A device for automated control of pipette internal pressure for patch-clamp recording.

Formation of a high-resistance seal between the tip of a glass recording pipette and the membrane of the recorded cell is the crucial step in patch clamping, or whole cell recording with patch pipettes. Formation of the seal, and subsequent rupture of the membrane for whole cell recording, requires a specific sequence of changes in pipette internal hydrostatic pressure. Generating this sequence of pressure changes adds to the complexity of setting up, gaining proficiency, and performing experiments. Automation of routine pipette pressure manipulations would simplify seal formation, and benefit productivity. Here we describe a device that automates control of patch pipette internal pressure. Solenoid valves sequentially operated by manual switching, or external electronic control, automatically provide the necessary sequence of connections to the pipette interior. This greatly simplifies the operations performed to obtain membrane seals and whole cell recordings and improves standardization and reproducibility in patch recording.

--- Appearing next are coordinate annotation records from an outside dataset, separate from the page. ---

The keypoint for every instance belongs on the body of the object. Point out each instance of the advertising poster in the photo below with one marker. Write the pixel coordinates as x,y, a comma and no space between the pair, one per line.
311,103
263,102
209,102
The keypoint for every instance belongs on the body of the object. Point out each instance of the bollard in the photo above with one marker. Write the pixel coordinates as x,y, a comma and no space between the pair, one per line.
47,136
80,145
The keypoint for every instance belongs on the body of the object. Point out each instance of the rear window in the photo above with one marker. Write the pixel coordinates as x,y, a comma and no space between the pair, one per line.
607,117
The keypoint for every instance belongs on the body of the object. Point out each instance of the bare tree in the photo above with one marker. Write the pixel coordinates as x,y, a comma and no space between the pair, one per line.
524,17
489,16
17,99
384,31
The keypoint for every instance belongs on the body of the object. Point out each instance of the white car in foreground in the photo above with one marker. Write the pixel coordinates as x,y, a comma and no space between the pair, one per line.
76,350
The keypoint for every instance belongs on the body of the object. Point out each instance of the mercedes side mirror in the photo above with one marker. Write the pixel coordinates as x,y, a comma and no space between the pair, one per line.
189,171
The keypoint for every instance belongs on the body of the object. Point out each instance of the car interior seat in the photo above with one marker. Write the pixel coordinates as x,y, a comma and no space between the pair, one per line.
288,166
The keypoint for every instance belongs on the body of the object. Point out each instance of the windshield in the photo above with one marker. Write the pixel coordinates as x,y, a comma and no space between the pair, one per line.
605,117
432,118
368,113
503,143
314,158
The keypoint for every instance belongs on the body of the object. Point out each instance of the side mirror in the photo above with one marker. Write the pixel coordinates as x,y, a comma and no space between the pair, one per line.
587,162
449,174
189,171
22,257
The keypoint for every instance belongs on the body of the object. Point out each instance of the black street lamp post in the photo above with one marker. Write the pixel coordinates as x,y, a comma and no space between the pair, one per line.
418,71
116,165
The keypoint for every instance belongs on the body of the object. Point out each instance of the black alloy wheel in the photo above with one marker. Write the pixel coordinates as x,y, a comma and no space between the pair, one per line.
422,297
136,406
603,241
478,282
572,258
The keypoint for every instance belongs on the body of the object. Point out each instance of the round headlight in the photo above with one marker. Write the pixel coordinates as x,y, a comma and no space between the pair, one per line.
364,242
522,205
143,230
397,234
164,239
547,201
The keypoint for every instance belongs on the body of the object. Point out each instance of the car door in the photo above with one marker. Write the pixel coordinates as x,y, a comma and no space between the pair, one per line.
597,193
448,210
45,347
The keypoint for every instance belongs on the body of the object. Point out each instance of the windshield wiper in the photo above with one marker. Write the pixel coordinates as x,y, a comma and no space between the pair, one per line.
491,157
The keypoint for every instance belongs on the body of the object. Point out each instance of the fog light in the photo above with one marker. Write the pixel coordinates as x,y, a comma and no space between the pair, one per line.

Transmembrane dye labeling and immunohistochemical staining of electrophysiologically characterized single neurons

Numerous studies have used whole-cell patch recording to characterize the electrophysiology of neurons and, via intracellular dye filling, the detailed morphology of the same cells. However, it has been difficult to demonstrate the presence of small soluble molecules within such cells, because washout of the soluble contents of the cell into the patch pipette precludes their later detection by immunohistochemistry. This leaves a major gap in our understanding of circuits made up of neurochemically heterogeneous neurons. To bridge this gap we have developed a transmembrane labeling approach, employing membrane-permeant dye in conjunction with perforated patch electrophysiology. Using this method we have successfully recorded from juxtaglomerular cells in the olfactory bulb, reconstructed the morphology of the cells, and demonstrated expression of soluble neurochemical markers within the same cells. This new technique provides a reliable means to link the physiology, morphology, and neurochemistry of single identified neurons studied using patch-clamp recording.